How to extract outputs and hidden states from awd-lstm

cdparks · January 31, 2020, 10:52pm

I am wresting with how to do fast text generation with my awd-lstm model. I know the code in my brain would look something like this:

learner = language_model_learner(data, AWD_LSTM, drop_mult=0.5, pretrained=False)
learner.load('..path to model')
#---number of samples to generate
batch_sample = 100 
#---max length of text for generation
max_seq_length=100
 #---array to store our actions
actions = torch.zeros((batch_sample, max_seq_length), dtype=torch.long).to(device='cuda')
#---create initial go array
go_int = learner.data.train_ds.vocab.stoi['GO']
xb = np.array( [go_int]*batch_sample )

 #---set my hidden states to 0
learner.model.reset()
for i in range(0, max_seq_length):
    output, hidden = learner.model(xb)
    m = torch.distributions.Multinomial(probs=output)
    action = m.sample()
    idx = action.nonzero()[:,1]
    actions[:,i] = idx
    xb = action

However, learner.model(xb) does not seem to return the output (token propbabilities) and the new hidden state. Looking at the code for the awd-lstm class, the forward function returns raw_outputs and outputs. I cannot seem to decipher what raw_outputs and outputs are. In addition, the shape of the actual array I get back when performing learner.model(xb) is a length 3 tuple whose components I don’t understand. As I am doing text generation, it is critical that the hidden states are only reset once at the beginning.

I have considered using the pred_batch function here with an array of all actions up to iteration i. However, this is extremely compute intensive as the entire sequence of hidden states needs to be recomputed for each iteration using pred_batch.

Could someone point out the best way for me to do this?

sgugger · February 1, 2020, 2:15am

Note that language_model_learner returns a subclass of Learner (can’t remember the name but probably LMLearner that has a custom predict method which looks exactly like what you want, so you can use that function or go grab the code and tune it to your needs.

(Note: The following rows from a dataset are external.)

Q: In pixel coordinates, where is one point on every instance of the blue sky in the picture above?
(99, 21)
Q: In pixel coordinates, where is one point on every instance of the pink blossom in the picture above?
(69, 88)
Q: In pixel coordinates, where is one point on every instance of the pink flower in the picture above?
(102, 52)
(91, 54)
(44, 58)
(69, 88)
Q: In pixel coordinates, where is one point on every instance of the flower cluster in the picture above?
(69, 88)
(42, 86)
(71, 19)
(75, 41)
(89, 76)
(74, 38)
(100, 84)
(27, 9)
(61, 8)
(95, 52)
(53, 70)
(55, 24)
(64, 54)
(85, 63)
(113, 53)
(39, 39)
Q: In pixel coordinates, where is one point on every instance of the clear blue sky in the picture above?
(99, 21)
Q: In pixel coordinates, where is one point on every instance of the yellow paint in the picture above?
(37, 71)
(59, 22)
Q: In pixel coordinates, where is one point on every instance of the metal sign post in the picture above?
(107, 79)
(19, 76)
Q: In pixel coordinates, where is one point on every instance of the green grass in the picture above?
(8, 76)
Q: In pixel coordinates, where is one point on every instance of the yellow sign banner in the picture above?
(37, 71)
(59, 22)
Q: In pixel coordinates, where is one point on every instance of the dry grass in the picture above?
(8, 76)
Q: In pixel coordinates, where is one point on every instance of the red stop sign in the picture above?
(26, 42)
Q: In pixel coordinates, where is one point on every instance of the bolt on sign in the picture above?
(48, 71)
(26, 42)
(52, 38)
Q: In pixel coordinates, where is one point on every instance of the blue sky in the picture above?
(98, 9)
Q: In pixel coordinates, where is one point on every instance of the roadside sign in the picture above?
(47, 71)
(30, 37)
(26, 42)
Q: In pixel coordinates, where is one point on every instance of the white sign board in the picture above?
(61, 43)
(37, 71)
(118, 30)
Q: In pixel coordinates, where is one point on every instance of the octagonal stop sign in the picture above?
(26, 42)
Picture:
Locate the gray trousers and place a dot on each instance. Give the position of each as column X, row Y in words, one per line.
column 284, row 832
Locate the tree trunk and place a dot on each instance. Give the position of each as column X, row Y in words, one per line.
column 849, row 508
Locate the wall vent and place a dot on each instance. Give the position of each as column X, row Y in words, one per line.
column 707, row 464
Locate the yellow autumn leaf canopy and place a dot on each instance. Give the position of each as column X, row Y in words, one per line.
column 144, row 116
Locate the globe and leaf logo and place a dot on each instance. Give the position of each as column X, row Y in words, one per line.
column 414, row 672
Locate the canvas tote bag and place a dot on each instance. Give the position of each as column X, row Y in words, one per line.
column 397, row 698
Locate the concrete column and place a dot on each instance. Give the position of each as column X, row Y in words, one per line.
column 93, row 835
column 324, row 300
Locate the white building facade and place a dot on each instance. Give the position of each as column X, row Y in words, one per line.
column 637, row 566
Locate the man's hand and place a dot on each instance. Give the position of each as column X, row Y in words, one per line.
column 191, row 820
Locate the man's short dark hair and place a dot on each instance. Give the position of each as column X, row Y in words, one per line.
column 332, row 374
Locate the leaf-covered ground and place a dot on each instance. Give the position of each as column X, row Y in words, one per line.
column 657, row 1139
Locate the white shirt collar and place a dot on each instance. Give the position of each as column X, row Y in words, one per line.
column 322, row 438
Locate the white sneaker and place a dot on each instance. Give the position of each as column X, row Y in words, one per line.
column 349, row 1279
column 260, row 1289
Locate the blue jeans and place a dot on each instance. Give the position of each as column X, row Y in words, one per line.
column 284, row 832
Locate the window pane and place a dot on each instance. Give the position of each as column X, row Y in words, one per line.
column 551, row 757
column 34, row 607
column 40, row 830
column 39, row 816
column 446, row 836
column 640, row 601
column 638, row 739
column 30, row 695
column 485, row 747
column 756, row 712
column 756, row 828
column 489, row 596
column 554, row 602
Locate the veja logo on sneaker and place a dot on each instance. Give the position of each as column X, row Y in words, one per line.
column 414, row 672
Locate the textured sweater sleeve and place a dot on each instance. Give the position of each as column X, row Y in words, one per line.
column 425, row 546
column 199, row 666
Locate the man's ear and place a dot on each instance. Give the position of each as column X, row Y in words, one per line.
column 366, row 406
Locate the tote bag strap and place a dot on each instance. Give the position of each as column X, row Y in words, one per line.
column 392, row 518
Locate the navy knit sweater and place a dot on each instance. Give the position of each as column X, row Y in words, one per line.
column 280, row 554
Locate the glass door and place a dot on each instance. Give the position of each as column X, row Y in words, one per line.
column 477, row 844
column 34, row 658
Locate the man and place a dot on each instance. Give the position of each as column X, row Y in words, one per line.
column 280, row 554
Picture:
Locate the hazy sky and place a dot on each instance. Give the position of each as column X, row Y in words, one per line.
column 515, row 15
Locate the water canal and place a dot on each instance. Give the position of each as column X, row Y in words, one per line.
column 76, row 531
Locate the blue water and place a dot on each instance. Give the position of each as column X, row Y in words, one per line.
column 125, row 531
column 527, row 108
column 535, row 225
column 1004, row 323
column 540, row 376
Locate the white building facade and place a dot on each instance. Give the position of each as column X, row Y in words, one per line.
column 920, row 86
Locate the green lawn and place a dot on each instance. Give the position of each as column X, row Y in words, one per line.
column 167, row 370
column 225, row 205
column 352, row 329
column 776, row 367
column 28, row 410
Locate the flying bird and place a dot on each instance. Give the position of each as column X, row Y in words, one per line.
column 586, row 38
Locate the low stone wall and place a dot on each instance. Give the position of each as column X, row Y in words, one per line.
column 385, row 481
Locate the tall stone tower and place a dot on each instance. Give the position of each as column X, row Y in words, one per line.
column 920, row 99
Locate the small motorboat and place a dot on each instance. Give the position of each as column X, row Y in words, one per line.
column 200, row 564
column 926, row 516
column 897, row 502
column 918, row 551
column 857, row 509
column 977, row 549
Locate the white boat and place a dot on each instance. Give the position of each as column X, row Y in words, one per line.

cdparks · February 4, 2020, 1:20am

Thank you! Unfortunately, the predict function (I think this is what you are referring to) does not scale well. If one wants to generate 64 different texts, you would have to call predict 64 different times, or use n_words = max_length*64, both of which are inefficient. Here is my current solution:

def sample():
    learner.model.reset()
    go_int = learner.data.train_ds.vocab.stoi['GO']
    xb = np.array( [go_int]*batch_sample )
    xb = torch.from_numpy(xb).to(device='cuda').unsqueeze(1)
    actions = torch.zeros((batch_sample, max_seq_length), dtype=torch.long).to(device='cuda')
    for i in range(0, max_seq_length):
        output = learner.model(xb)[0].squeeze()
        output_probs = F.softmax(output, dim=1)
        m = torch.distributions.Multinomial(probs=output_probs)
        action = m.sample()
        idx = action.nonzero()[:,1]
        actions[:,i] = idx
        xb = idx.unsqueeze(1)

It took me a while to figure out that model(xb) returns the output function from the forward function of the linear decoder which are tensors called decoded, outputs, and raw_outputs. My current understanding is that decoded is outputs through the final linear layer, outputs is the sequential outputs of the rnn with dropout, and raw_outputs are the sequential outputs of the rnn with no dropout. Hence to get the probabilties for the next time step, I want to use decoded (index [0] of the returned tuple)! Please let me know if this looks incorrect.